Lui alzò il braccio e le accarezzò dolcemente la
guancia, mentre lei gli afferrava la mano per trattenerla un attimo di
più, un attimo di troppo.
Era lui quello giusto? Ce ne sarebbe mai stato una abbastanza giusto
per lei?
Lo spettacolo delle loro amichevoli effusioni mi stava nauseando.
Non potevo rimare un attimo di più.
Nadia entrò nel salone, proprio mentre anche
l’amica oca di Elena faceva il suo debutto trionfale.
Dissero qualcosa … pronunciarono parole senza alcun suono,
mentre mi fiondavo fuori, per scomparire in un secondo oltre i confini
della mia proprietà.
Ormai il sole era allo zenit e le nuvole si erano dissolte.
Tutto quel trionfo di luce m’infastidiva, urtava contro il
mio desiderio di buio e oblio.
Sferrai un calcio a un sasso, la cui unica colpa era di trovarsi al
pasto sbagliato nel momento sbagliato.
Io ero nel posto sbagliato.
Io ero sbagliato.
Sbagliato per Elena … sbagliato per chiunque.
Mi ero illuso di poterla amare, mi ero illuso di poterne essere degno,
riscattare il mio passato con un presente diverso, con un futuro da
costruire.
Illuso … appunto.
Tutti vedevano il mio ritratto distorto … solo Elena ed io
ci illudevamo di poterne dipingere uno nuovo.

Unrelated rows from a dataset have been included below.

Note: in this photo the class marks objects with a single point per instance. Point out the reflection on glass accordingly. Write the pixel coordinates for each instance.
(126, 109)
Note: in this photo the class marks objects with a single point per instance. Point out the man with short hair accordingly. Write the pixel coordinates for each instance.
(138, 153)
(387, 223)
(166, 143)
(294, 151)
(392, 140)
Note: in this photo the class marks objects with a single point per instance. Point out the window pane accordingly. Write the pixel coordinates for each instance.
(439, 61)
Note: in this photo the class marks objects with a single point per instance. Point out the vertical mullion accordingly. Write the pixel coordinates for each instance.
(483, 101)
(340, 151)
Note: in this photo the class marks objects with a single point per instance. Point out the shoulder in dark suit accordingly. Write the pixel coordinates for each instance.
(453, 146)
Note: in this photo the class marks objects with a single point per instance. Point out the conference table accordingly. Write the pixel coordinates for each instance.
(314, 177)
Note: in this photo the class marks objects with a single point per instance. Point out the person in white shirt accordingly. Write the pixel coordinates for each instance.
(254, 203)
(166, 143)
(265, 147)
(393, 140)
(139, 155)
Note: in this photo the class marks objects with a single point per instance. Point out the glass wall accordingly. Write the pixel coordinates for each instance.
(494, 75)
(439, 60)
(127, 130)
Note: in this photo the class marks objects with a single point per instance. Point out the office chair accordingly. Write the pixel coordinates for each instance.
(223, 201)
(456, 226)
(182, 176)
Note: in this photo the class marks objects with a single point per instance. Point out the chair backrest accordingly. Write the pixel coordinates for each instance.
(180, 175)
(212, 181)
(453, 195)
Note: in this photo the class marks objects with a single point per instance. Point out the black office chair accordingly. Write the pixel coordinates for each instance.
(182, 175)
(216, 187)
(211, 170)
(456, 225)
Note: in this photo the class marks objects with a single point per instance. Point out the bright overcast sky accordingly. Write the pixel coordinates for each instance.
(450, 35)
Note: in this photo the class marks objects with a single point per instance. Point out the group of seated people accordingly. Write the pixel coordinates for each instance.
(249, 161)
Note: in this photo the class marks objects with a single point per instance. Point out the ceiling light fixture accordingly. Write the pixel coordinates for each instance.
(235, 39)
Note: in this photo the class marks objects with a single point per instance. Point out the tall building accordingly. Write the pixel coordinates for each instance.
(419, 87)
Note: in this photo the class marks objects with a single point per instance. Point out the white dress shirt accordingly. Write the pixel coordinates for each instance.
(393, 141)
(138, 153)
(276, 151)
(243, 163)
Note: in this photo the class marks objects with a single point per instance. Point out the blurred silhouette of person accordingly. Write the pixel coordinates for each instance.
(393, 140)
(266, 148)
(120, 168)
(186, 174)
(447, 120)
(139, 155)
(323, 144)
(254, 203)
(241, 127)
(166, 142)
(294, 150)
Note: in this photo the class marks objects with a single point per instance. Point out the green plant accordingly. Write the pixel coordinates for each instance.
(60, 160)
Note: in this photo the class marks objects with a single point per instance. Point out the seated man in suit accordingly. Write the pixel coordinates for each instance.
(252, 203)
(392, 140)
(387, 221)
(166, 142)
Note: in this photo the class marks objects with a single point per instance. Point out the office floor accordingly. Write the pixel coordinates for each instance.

Con un pugno sradicai un piccolo albero, con un ringhio feroce feci
scappare uno stormo di uccelli … ma a che cosa serviva la
mia potenza, a cosa la mia ferocia, se non potevo scegliere come e con
chi vivere la mia vita?
Travolto dal fiume in piena delle mie sensazioni mefitiche, mi diressi
verso il Wickery Bridge, inizio e fine di ogni storia di questa
città.
Mi appoggiai al parapetto e aspettai.
Aspettai un segnale dal destino, un passante da dissanguare, un fulmine
che mi trapassasse, un alito di vento, una goccia di pioggia.
Come evocata, una giovane studentessa si materializzò nella
direzione che portava alla periferia della città.
Era piccola … un’adolescente ancora in bocciolo.
Il profumo del suo sangue mi violentò le narici: era tanto
tempo che trattenevo il mostro … troppo tempo che frustravo
il mio istinto.
Come un cobra, mi misi tra lei ed il pomeriggio appena iniziato.